Sıvının kaldırma gücü, çözeltler konusu üzerine birsürü deneyler yapan Kutluay, özellikle bu deneyleri bizim akşam çay saatine denk getirmeye bayılır. Deney şu şekilde gerçekleştirilir. Çay içerisine bir sürü(bitinceye kadar) küp şeker atılır ve arkasından bakılır. Küp şeker bittiyse binumum kabuklar, pasta, kek kurabiye parçalarıda iş görür. Aynı deneyi çaydanlıkla yapmakta mümkün ki biz yapıyoruz. On bin kere çaydanlığın kapağı açılır kapatılı, içerisine atılan katı cisimler sonrasında derinliği için uzun uzun içine bakılır. Ya da binimum aktarma oyunu nerdeyse hergece ortalık batıncaya kadar itina ile yapılır. Bu deneyler esnasında ki konsantrasyon, benim hazırladığım hiçbir aktivite de yakalayamadığımız kadar uzun sürer.Kısacası katıp karıştırmak önemli bir olay. Fotolar arkadan gelecek.

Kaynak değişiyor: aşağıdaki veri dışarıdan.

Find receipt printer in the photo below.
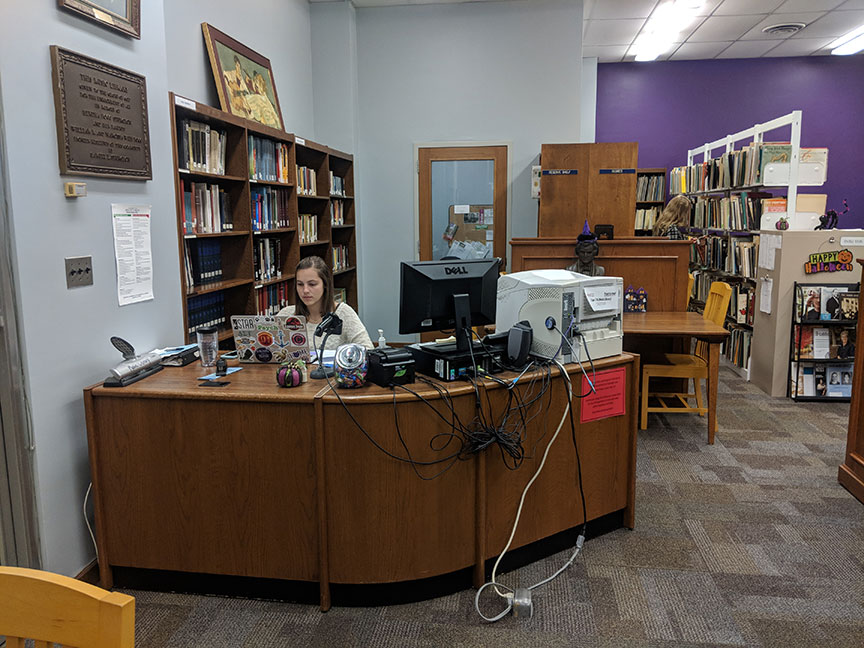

Hafta Sonu Oyun Grubu Yapılaşması..

7 Şubat 2010 Pazar Günü

Oraya yazdık olmadı buraya yazdık olmadı…Yazdık yazdık durduk eni sonu bir oyun grubu yapılaşmasının ilk adımları atıldı. Bilkent Ankuva Kyma Restaurantta buluştuk. Bu arada Kyma’yı tavsiye ederim. Çok keyifli bir mekan. Etrafta bol bol çocuk var. Anlaşılıyor ki çocuklu ailelerin tercih ettiği bir mekan. Çocuklar için küçük bir oyun alanı var. Masa ve sandalye, boyama ekipmanı da mevcut. Canlı dinlendirici müzik eşliğinde yenilen doyurucu büyük porsiyonları süper. Koşturmaktan yiyemedim, ancak tadına baktım. Yine bol koşturmacalı bir gündü. Oyun grubu yapılaşması dedim çünkü sadece bir aile ile beraberdik. Oyun arkadaşımız 14 aylık, Yeşim ve Orçun’un tatlı mı tatlı kuzucuğu Nilsu. Biz tanıştığımıza sevindik ailecek. Yine görüşeceğiz. Bebişler bir araya pek gelmedi, ayrı takıldılar ama ev ortamında farklı olacaktır. Merakla bekliyoruz.


Hafta Sonu..Gezmece..

6 Şubat 2010 Cumartesi
Baba 10 günden sonra bu sabah geldi. Kutluay’da bir mutluluk bir mutluluk. Evde şarkılar söylendi, danslar edildi. Sonrada uykuya dalındı. Biraz dışarı çıkalım, gezelim, görelim dedik. Yolumuz Etlik Antarese düştü. Kukla gösterileri varmış 17.00 den sonra, yetişemedik. Bir başka sefere muhakkak dedik. Çocuklar için bir sahne ayarlanmış müzik eşliğinde oyun kuruyorlar. Yaş ortalaması biraz büyük olmasına rağmen bizim oğlan hemen uyum sağladı. Ezilmesin diye çok uğraştık. Bizim ki kapı gıcırtısında bile oynar doğrulaması ile coştu.

Önceki haftadan öksürüğümüz çok az var. O da ara ara yokladı. Neyse atlattık.